Gabriela Araujo participa de bate-papo com Eugênio Raul Zaffaroni, juiz da Corte Interamericana de Direitos Humanos

Gabriela Araujo participa de bate-papo com Eugênio Raul Zaffaroni, juiz da Corte Interamericana de Direitos Humanos

No dia 07 de agosto, no Rio de Janeiro, em jantar promovido na casa da professora da PUC-Rio, Gisele Cittadino, e organizado pelo professor da UERJ, Juarez Tavares, o juiz da Corte Interamericana de Direitos Humanos, Eugenio Raul Zaffaroni, foi recebido por advogados, juízes, professores e juristas, criminalistas e constitucionalistas, para discutir Democracia e o avanço do Lawfare na América Latina.
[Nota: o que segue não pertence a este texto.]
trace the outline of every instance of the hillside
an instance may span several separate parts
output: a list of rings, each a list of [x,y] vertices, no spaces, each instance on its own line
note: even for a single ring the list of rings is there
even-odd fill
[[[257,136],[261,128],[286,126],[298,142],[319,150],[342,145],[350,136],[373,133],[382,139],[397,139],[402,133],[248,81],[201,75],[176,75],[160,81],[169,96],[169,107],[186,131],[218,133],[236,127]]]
Professores Eugênio Raúl Zaffaroni e Juarez Tavares, cercados de juristas, no Rio de Janeiro

Professores Eugênio Raúl Zaffaroni e Juarez Tavares, cercados de juristas, no Rio de Janeiro

Eugenio Raúl Zaffaroni, professor emérito e diretor do Departamento de Direito Penal e Criminologia na Universidade de Buenos Aires, foi ministro da Suprema Corte Argentina de 2003 a 2014 e, desde 2015, é juiz da Corte Interamericana de Direitos Humanos. Com mais de 20 obras publicadas, Zaffaroni é considerado uma das maiores autoridades mundiais em Direito Penal e Criminologia na atualidade, especialmente pela releitura crítica que faz do Direito Penal e do seu papel social.

A professora Gabriela Araujo esteve presente no encontro, em que se discutiu a situação de diversos países da América Latina em processo de involução democrática e as semelhanças no uso do sistema de justiça penal para perseguições políticas, com a corrupção das instituições e um aparente consenso da mídia de massa.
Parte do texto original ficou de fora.